DistOS 2015W Session 12
Haystack
- Facebook's Photo Application Storage System.
- Previous Fb photo storage based on NFS design. The reason why NFS dint work is because it gave 3 reads for every photo. The issue here was that they needed 1 read per photo.
- Main goals of Haystack:
- High throughput with low latency
- Fault tolerance
- Cost effective
- SImple
- Facebook utilises CDN to serve popular images and further uses haystack to respond to photo requests in the long tail effectively.
- Haystack reduces the memory used for filesystem metadata
- It has 2 types of metadata:
- Application metadata
- File System metadata
- The architecture consists of 3 components:
- Haystack Store
- Haystack Directory
- Haystack Cache
Comet
- Introduced the concept of distributed shared memory (DSM). In a DSM, RAMs from multiple servers would appear as if they are all belonging to one server, allowing better scalability for caching.
- Comet model works by offloading the computation intensive process from the mobile to only one server.
- The offloading process works by passing the computation intensive process to the server and hold it on the mobile device. Once the process on the server completes, it returns the results and the handle back to the mobile device. In other words, the process does not get physically offloaded to the server but instead it runs on the server and stopped on the mobile device.
F4
- Warm Blob Storage System.
- Warm Blob is a immutable data that gets cool very rapidly.
- F4 reduce the space usage by 3.6 to 2.8 or 2.1 replication factor using Reed Solomon coding and XOR coding respectively but still provides consistency.
- Reed Solomon coding basically use(10,4) which means 10 data and 4 parity blocks in a stripe, and can thus tolerate losing up to 4 blocks before they lose the stripe and use 1.4 expansion factor.Two copies of this would be 2* 1.4= 2.8 effective replication factor.
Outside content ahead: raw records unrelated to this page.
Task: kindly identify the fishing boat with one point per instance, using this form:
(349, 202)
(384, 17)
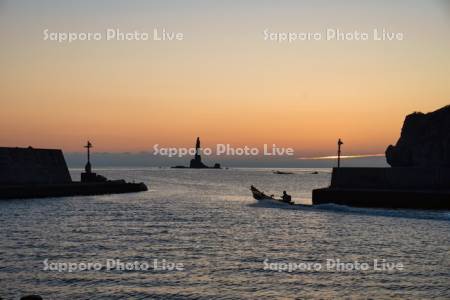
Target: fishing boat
(261, 196)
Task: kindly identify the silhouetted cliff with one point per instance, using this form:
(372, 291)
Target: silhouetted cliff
(424, 141)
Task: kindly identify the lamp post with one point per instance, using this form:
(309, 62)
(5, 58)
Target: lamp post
(340, 143)
(88, 167)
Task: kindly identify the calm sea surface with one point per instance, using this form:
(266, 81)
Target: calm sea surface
(230, 247)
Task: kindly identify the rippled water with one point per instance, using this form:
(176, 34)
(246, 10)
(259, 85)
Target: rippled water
(208, 221)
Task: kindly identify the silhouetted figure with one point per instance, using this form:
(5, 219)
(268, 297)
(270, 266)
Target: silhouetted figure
(340, 143)
(286, 197)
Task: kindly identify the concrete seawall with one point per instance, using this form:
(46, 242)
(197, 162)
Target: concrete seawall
(415, 188)
(391, 178)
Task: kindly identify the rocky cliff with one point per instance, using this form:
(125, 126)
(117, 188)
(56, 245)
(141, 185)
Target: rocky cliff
(424, 141)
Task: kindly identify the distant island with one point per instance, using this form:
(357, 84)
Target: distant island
(196, 162)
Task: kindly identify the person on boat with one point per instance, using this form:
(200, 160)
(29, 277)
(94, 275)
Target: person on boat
(286, 197)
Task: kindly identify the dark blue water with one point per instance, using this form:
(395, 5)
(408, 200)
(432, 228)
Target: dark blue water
(207, 221)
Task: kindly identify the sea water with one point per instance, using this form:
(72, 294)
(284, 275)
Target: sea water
(199, 234)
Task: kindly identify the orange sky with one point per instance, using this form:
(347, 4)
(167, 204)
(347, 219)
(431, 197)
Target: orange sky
(223, 82)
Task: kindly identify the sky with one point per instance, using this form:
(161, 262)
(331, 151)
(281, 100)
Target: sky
(223, 81)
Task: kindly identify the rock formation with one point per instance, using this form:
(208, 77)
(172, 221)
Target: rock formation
(424, 141)
(196, 162)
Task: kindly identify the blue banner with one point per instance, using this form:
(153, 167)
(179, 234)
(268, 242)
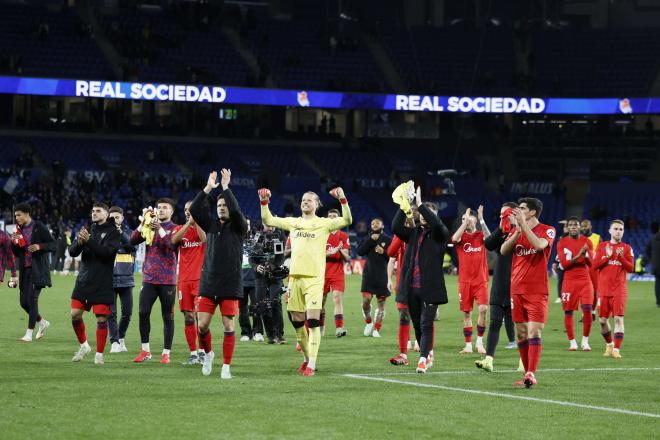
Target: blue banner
(330, 100)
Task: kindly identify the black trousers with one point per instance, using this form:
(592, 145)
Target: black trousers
(29, 296)
(498, 314)
(422, 316)
(250, 323)
(269, 307)
(125, 295)
(149, 293)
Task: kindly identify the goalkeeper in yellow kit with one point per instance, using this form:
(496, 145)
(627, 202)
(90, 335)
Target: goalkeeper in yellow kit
(309, 235)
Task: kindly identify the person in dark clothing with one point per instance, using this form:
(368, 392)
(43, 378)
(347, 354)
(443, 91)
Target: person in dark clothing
(652, 253)
(93, 290)
(31, 244)
(374, 279)
(500, 296)
(247, 306)
(122, 282)
(268, 292)
(63, 242)
(158, 275)
(422, 286)
(221, 284)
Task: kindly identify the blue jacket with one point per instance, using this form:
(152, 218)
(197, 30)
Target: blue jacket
(124, 261)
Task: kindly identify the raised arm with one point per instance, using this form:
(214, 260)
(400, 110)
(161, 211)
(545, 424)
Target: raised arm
(494, 241)
(346, 217)
(267, 217)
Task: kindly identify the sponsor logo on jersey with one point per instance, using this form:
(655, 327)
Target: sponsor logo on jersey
(467, 247)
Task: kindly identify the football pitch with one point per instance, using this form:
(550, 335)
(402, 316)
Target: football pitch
(355, 394)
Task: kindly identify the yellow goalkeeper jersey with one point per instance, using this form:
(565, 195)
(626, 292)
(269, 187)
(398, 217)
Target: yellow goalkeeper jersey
(308, 239)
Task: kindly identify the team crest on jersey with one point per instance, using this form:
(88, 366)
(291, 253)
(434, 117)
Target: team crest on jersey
(303, 99)
(625, 107)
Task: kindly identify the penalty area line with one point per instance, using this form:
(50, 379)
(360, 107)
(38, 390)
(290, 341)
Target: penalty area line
(504, 395)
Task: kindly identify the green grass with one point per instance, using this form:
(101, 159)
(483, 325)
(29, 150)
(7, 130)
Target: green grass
(44, 395)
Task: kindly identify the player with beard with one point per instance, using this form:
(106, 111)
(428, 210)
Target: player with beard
(190, 239)
(309, 235)
(374, 280)
(472, 275)
(530, 243)
(158, 275)
(221, 284)
(93, 290)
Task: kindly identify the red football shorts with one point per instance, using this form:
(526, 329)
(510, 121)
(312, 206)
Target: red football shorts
(228, 307)
(188, 298)
(574, 293)
(334, 283)
(612, 306)
(529, 308)
(97, 309)
(368, 295)
(469, 293)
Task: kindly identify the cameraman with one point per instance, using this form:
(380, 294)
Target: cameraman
(269, 287)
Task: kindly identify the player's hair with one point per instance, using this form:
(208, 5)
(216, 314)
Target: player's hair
(23, 207)
(101, 205)
(432, 206)
(167, 200)
(316, 197)
(533, 204)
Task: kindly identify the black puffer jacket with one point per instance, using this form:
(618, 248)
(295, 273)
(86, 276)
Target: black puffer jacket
(94, 282)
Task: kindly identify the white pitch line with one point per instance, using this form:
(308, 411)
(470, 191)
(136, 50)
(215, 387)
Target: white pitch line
(506, 396)
(476, 371)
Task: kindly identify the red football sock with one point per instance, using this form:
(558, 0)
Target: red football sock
(404, 336)
(190, 330)
(586, 323)
(467, 332)
(523, 349)
(480, 330)
(101, 336)
(569, 325)
(618, 339)
(534, 354)
(228, 344)
(205, 341)
(79, 328)
(339, 321)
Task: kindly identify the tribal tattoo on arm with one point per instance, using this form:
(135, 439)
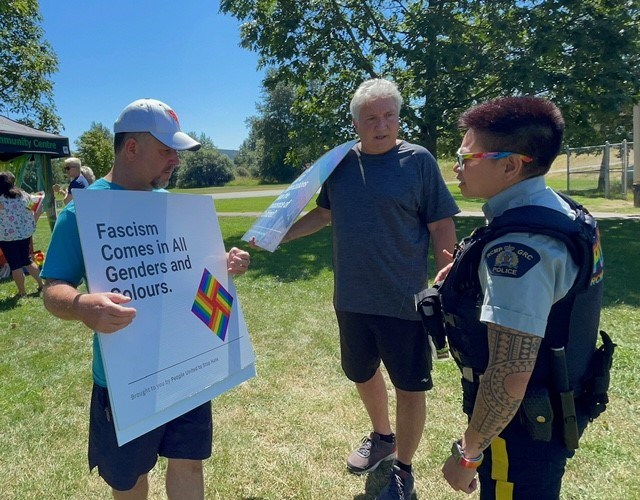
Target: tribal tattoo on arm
(512, 357)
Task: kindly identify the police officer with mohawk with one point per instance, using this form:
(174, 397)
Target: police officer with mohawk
(521, 307)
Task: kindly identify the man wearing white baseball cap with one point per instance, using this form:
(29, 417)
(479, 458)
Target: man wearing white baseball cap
(147, 138)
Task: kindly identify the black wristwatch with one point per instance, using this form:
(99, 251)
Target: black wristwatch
(468, 463)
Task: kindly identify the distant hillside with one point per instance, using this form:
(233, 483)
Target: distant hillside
(231, 153)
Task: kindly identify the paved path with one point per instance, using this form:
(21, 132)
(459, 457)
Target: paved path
(276, 192)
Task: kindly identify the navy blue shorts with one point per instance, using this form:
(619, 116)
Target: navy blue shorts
(402, 345)
(16, 253)
(186, 437)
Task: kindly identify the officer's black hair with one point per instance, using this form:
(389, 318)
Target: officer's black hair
(529, 125)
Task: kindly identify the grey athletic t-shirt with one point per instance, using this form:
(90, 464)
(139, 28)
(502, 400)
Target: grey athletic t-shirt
(380, 206)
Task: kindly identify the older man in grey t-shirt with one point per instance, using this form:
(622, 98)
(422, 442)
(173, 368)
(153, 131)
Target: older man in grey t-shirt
(386, 200)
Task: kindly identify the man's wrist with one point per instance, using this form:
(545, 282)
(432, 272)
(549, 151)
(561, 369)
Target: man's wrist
(457, 452)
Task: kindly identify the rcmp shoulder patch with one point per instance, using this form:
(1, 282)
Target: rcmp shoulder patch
(510, 260)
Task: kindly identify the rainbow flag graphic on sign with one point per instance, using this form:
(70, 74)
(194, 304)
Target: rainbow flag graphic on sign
(213, 305)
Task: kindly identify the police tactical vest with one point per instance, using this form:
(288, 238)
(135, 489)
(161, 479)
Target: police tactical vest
(573, 320)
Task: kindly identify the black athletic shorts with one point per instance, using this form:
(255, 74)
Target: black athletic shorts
(16, 252)
(402, 345)
(187, 437)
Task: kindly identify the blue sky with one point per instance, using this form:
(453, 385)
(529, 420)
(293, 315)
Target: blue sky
(185, 53)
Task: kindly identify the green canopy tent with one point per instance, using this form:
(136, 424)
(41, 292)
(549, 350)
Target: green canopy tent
(24, 147)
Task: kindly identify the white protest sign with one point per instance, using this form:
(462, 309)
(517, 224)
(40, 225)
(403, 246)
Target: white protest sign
(276, 220)
(188, 342)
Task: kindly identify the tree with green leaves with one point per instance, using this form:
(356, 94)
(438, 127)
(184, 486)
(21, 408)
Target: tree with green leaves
(272, 127)
(28, 61)
(95, 149)
(248, 158)
(204, 168)
(446, 56)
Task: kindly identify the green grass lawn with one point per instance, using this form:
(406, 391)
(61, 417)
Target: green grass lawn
(286, 433)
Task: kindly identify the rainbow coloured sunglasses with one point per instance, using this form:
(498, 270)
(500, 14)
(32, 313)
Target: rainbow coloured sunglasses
(493, 155)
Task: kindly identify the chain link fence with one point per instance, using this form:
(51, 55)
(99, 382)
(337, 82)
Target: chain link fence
(604, 170)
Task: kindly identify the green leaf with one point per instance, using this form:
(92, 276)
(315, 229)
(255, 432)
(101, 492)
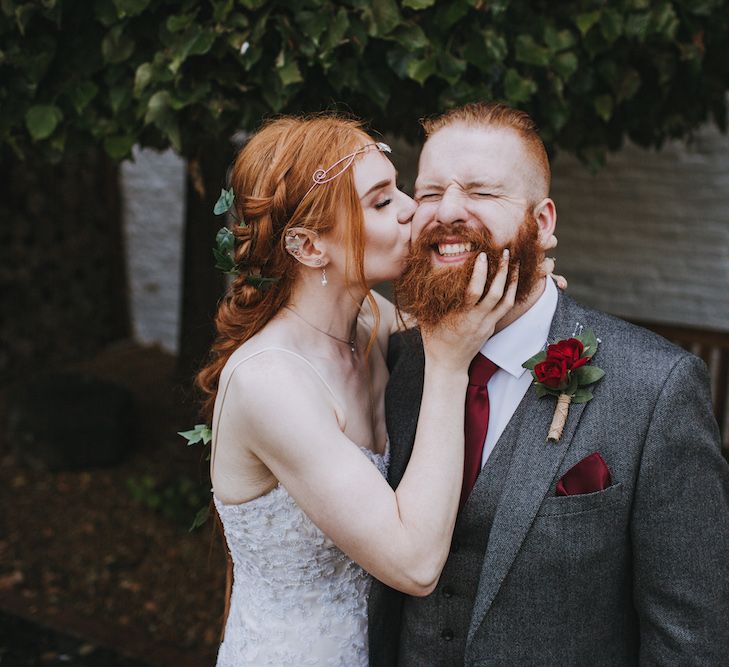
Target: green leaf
(119, 147)
(261, 282)
(420, 70)
(337, 30)
(588, 374)
(585, 21)
(225, 240)
(142, 78)
(225, 201)
(533, 361)
(42, 120)
(558, 40)
(411, 36)
(200, 518)
(604, 106)
(200, 433)
(517, 88)
(179, 22)
(130, 7)
(611, 25)
(531, 53)
(290, 73)
(582, 396)
(418, 4)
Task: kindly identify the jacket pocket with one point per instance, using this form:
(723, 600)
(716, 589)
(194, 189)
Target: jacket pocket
(584, 502)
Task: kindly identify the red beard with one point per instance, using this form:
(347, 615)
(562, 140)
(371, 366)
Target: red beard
(432, 294)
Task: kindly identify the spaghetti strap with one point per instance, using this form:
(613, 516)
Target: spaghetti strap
(337, 407)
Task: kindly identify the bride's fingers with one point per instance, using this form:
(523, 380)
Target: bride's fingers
(547, 266)
(509, 299)
(496, 290)
(477, 283)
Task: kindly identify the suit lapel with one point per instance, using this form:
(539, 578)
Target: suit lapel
(402, 400)
(536, 460)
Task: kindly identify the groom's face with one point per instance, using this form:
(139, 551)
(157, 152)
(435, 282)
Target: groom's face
(474, 178)
(477, 190)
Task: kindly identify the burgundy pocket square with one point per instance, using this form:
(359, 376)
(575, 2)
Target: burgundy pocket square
(589, 475)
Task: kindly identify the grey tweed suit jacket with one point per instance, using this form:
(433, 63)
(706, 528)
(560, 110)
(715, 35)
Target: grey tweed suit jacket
(635, 574)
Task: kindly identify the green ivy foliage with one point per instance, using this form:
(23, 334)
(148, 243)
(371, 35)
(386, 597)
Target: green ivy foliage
(182, 73)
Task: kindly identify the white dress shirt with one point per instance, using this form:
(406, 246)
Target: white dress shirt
(509, 349)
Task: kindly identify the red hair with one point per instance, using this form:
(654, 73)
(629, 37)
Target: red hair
(497, 116)
(270, 177)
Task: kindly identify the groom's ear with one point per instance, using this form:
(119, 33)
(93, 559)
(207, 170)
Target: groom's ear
(545, 213)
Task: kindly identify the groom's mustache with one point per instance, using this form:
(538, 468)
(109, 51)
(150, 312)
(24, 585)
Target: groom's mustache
(433, 293)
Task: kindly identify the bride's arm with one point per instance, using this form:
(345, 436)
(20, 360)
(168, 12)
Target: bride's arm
(289, 422)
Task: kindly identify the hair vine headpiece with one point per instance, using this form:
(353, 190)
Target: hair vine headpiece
(322, 176)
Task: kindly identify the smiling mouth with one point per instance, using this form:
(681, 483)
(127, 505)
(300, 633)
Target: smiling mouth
(452, 249)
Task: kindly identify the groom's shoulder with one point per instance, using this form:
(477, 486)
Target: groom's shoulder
(627, 343)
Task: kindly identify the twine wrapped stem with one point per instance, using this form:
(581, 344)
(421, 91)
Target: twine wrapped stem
(560, 417)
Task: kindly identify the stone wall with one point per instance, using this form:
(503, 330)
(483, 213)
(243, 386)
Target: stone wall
(648, 237)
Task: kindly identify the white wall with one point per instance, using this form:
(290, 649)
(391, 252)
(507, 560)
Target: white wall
(648, 236)
(153, 192)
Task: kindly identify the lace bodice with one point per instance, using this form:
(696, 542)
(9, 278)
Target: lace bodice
(297, 599)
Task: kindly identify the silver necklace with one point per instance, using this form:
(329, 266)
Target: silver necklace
(351, 342)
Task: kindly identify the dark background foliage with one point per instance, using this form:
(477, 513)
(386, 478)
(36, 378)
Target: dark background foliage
(163, 72)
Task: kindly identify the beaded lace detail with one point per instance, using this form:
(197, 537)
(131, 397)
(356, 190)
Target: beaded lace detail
(296, 599)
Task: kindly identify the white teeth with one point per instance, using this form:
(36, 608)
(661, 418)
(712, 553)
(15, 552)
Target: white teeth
(453, 248)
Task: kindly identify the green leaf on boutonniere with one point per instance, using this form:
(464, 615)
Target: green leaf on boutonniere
(541, 390)
(530, 363)
(582, 396)
(589, 340)
(200, 433)
(225, 201)
(588, 374)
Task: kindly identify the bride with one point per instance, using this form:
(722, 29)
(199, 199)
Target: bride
(295, 387)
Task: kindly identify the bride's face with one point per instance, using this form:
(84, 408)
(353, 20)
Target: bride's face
(387, 216)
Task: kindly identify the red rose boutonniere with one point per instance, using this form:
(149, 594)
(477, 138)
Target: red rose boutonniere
(562, 371)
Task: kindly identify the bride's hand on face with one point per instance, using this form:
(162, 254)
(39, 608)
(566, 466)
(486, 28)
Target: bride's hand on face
(455, 342)
(549, 262)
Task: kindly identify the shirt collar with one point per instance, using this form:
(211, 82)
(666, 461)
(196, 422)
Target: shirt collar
(524, 337)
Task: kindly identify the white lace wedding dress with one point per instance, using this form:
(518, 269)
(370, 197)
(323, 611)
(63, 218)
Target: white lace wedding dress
(297, 599)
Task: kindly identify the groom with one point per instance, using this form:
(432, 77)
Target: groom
(609, 546)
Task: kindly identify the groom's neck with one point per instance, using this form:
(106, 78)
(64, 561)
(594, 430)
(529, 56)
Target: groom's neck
(520, 308)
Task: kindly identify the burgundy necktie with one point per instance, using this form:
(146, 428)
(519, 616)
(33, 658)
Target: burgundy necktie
(477, 420)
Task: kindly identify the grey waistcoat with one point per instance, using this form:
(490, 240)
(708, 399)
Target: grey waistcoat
(434, 628)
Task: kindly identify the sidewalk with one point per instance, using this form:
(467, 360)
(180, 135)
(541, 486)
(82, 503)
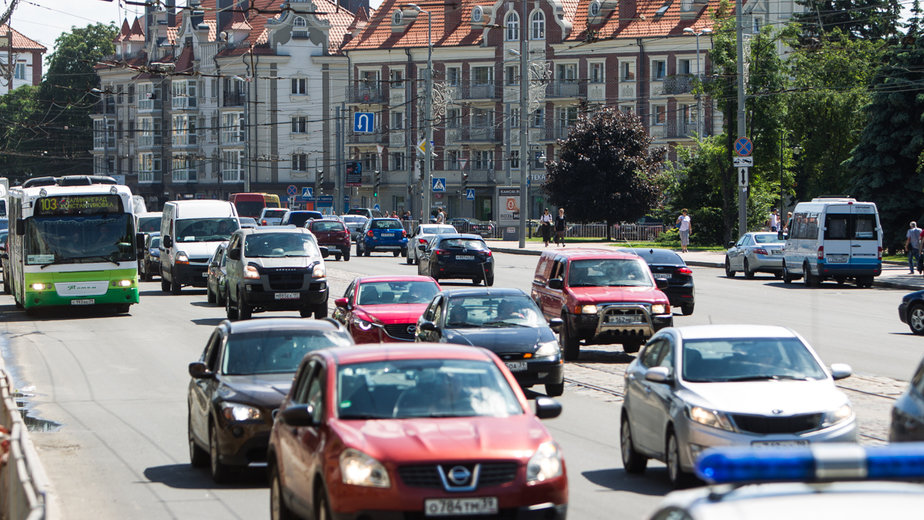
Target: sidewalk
(894, 275)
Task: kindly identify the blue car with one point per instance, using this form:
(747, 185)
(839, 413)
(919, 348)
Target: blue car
(382, 234)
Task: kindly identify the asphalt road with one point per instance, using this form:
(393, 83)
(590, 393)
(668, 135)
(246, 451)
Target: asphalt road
(117, 387)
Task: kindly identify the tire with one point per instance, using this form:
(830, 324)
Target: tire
(632, 461)
(916, 319)
(198, 458)
(221, 473)
(570, 346)
(728, 271)
(554, 389)
(747, 271)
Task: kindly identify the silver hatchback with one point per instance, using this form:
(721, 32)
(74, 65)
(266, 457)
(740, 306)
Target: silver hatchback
(703, 386)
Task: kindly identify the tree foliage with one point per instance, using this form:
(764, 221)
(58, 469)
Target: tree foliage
(606, 170)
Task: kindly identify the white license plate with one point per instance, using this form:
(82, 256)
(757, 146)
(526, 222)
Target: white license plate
(460, 506)
(516, 366)
(779, 444)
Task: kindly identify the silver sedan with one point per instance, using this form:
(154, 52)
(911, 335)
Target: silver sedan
(755, 252)
(703, 386)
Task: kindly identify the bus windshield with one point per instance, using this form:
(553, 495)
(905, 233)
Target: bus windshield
(75, 239)
(205, 229)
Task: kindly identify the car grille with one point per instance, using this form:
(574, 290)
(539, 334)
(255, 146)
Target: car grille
(403, 331)
(765, 425)
(428, 476)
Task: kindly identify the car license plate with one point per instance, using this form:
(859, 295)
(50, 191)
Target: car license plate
(516, 366)
(778, 444)
(460, 506)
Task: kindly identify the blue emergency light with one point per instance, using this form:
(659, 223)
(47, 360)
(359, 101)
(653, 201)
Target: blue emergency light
(818, 463)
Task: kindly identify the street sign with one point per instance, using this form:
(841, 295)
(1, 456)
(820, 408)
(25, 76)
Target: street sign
(743, 161)
(744, 146)
(364, 122)
(743, 176)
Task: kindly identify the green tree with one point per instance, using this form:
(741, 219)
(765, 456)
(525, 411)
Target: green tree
(606, 169)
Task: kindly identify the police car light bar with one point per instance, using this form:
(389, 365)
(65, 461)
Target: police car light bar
(818, 463)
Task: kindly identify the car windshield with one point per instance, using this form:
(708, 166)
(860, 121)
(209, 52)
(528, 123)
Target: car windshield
(609, 272)
(493, 311)
(405, 389)
(279, 244)
(748, 359)
(381, 293)
(205, 229)
(274, 352)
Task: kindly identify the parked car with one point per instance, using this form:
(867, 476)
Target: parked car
(216, 287)
(422, 236)
(504, 321)
(149, 266)
(242, 375)
(271, 216)
(457, 256)
(332, 234)
(382, 234)
(384, 308)
(408, 431)
(701, 386)
(755, 252)
(275, 268)
(602, 296)
(666, 264)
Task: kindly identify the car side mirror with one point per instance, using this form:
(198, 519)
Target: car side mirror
(555, 324)
(198, 370)
(659, 375)
(840, 371)
(547, 408)
(298, 415)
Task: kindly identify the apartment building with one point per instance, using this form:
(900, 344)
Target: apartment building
(222, 96)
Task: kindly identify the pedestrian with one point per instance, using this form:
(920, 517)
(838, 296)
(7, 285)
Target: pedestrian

- XOR coding use(2,1) across three data center and use 1.5 expansion factor which gives 1.5*1.4= 2.1 effective replication factor
Sapphire
- Represents a building block towards building this global distributed systems. The main critique to it is that it didn’t present a specific use case upon which their design is built upon.
- Sapphire does not show their scalability boundaries. There is no such distributed system model that can be “one size fits all”, most probably it will break in some large scale distributed application.
- Reaching this global distributed system that address all the distributed OS use cases will be a cumulative work of many big bodies and building it block by block and then this system will evolve by putting all these different building blocks together. In other words, reaching a global distributed system will come from a “bottom up not top down approach” [Somayaji, 2015].